74話 僕と彼女の小さなプレゼント

 十二月二十四日、クリスマスイブ。

 恋人たちの聖夜は、僕とメイにとってあまり関係のない一日になった。


 本命はその後の土曜日。つまり今日だ。

 僕は部屋の掃除を終えて一息ついていた。


 夜は遅くまで起きているかもしれないので、念のため昼寝をして備えておく。


 じれったい気持ちで夕方を過ごし、夜の七時を過ぎた頃、待望のインターホンが鳴った。


「こんばんはー」


 モニターに映ったメイが小さい声で言った。

 僕はすばやく出ていって彼女を迎え入れる。


「お邪魔しまーす。うう、今日までマジで長かったなあ」

「全然日にち進まないなって感じたよ」

「ねー! やっと会えて嬉しいよ」


 リビングに入ったメイはコートを脱いだ。

 白いセーターに黒いズボン。あったかそうな格好だった。


「そんでは――ほい!」

「おお」


 メイがケーキの箱をテーブルの上に置いた。

 二人で食べるにはちょっと大きめな丸い生クリームケーキだ。


 僕は準備を終えていたチキンナゲットを出した。メイのように凝った料理は出せない。それでも彼女は嬉しそうにしてくれた。

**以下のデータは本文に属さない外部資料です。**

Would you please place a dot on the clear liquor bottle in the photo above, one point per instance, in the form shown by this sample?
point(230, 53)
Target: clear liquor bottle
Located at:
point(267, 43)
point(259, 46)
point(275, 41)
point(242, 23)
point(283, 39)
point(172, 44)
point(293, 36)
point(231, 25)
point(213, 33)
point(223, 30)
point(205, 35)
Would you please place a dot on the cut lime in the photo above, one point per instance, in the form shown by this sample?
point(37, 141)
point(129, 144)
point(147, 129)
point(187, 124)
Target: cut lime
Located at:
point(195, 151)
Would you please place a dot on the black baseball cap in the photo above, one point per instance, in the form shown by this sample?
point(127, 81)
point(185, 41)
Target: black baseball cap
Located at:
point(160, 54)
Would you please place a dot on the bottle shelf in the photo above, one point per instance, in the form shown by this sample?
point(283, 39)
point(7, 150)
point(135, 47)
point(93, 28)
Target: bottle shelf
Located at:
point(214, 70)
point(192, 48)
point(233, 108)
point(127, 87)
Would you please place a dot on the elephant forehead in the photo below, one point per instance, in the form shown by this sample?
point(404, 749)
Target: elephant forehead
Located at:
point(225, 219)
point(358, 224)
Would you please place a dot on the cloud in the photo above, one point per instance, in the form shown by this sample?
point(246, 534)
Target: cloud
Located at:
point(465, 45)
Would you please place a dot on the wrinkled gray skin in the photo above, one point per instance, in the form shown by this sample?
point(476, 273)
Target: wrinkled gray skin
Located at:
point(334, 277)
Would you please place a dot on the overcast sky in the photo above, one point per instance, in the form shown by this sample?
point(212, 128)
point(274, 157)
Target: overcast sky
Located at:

 二人でオレンジジュースをグラスに注ぎ、「メリークリスマス!」と声を重ねる。


 メイが切り分けてくれたケーキを食べると、幸せが口の中に広がった。


「甘い~。やっぱ特別な日に食べるケーキって最高よね」

「メイがいなかったら今日も一人でさみしく夕飯だったよ」

「ふふ、今夜は一緒だよ」


 メイが肩を寄せてくる。僕も少しだけ寄りかかる。


「はい、あーんして」

「あーん」


 ぱくり。

 メイが取ってくれたケーキをいただく。


「ほほう、もうこれは恥ずかしくないわけね」

「今日は絶対やると思って覚悟してた」

「ユッキーはなんでも予習するね」

「癖みたいなものだよ」

「じゃあその成果をいっぱい発揮してくださいな。はい」

「あーん」


 メイが笑顔でフォークを出してくるので、僕は彼女が満足するまで同じことを繰り返した。暖房が入っているとはいえ、だんだん体が変な熱を持ってきた。やっぱり恥ずかしさは残っているみたいだ。


「ユッキー、顔赤くなってきた」

「う、バレたか……」

「そうやって頑張ってくれるところ、かわいいね」

「かっこよくありたいんだけどな……」

「いいじゃん。かわいいのは悪いことじゃないよ? あたしはそういうユッキーが好きなんだし」

「そ、そっか」


 肩に力が入りすぎていたのかな。


「ふう、ちょっと休憩しよっか」


 ケーキはさすがに大きかった。

 僕たちはいったん食べる手を止める。


「よし、先にプレゼントを渡しましょー!」


 メイが閃いたように言う。


「あたしはちゃんと500円以内に収めてまいりましたよ」


 得意げな様子だ。

 僕だってちゃんと約束は守ってきたぞ?


「ユッキー、これどうぞ」

「あ、ありがとう」


 渡されたのは緑色の紙袋だった。何やら硬い感触。

 さっそく開けてみると、出てきたのは水色のシャーペンだった。

「長時間にぎっていても疲れない!」

 ――と書いてある。


「ユッキーはたくさん勉強してるんだよね。そういうの、これで応援できないかなって思ったんだ。よかったら使ってほしいな」

「メイ……すごく嬉しいよ」


 勉強にはこだわってきたけど、シャーペンは書けるのならなんでもよかった。

 けれど、それは終わりだ。

 メイのくれたシャーペンがあれば、もっと授業も頑張れる。


 握って書く真似をしてみる。

 僕だけのために用意されたのではと思うほど、柔らかめのグリップがしっくりきた。


「メイ、天才だ」

「急にどしたの?」

「こんなに僕にぴったりなものを選んでくれるなんて。これからの授業はいつでもメイが後押ししてくれる気がするよ」

「えへへ、そうだったらいいなあ。目標にしてる大学、行ってほしいからね」


 メイは少し照れたように笑う。その顔がたまらなくかわいらしかった。


「じゃあ、僕からなんだけど……」


 僕はプレゼントを両手で隠してメイの前に差し出す。


「なになに?」

「これはどうかなって」


 両手をひらいた。そこにはタヌキをデフォルメしたキャラクターのキーホルダーが入っている。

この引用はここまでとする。